Kolari's claims are based on even shakier foundations - a study by the University of Maryland in Baltimore, which looked at occurrences of the word "I" in blog postings.

The point made by ebiquity is that the number of blog posts containing "I" has remained more or less constant over the past year, at around 400,000 per day. So this, it says, means that the English speaking blogosphere has reached its peak.

This seems a bizarre method of measurement as it fails to take into account the number of blog posts that don't contain the term.

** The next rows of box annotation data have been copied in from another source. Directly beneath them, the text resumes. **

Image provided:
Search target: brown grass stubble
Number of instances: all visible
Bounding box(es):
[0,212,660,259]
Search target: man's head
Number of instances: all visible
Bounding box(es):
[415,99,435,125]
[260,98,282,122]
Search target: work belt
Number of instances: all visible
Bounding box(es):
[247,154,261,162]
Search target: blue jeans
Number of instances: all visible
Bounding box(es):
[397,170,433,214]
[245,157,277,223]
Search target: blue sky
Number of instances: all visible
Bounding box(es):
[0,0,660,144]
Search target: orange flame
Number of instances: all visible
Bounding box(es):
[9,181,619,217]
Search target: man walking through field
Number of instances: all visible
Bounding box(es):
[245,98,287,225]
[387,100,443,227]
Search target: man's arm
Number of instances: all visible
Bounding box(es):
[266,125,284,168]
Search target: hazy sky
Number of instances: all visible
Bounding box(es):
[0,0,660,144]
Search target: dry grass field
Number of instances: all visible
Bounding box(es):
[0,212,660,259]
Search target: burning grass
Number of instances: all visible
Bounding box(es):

For example, the last ten posts on this blog have been written without using the word.

There is also plenty of room for growth in countries that have yet to reach full broadband penetration.

In addition, as peaks in blogging have often accompanied big news events, as Technorati's figures suggest, who is to say that there won't be an explosion in blogging activity to accompany the US Presidential elections next year?

Graham Charlton is Editor at Econsultancy. Follow him on Twitter or connect via Linkedin or Google+

Reader comments (1):

  1. Colin

    7:41PM on 2nd March 2007

    Avatar-blank-50x50

    The fellow does, after all, purport to benchmark "I" posts against all posts:

    BlogPulse reports that around 45% of all postings feature an “I”. Technorati indexes around 400000 posts featuring “I” per day. Merging the two data points Technorati indexes around 900000 posts per day, or rather around 40000 posts per hour, a number which has seen no change for almost a year. Nothing new here, the English blogosphere has plateaued. What’s confusing is that this analysis does not correlate with David SIfry’s number from October 2006, with around 1.3 Million postings per day, putting off my analysis by around 50%. What am I missing here?

    You might critique that assumption from a methodological point of view, sure, but when you pretend that that inconvenient argument does not exist, you are arguing against a straw man.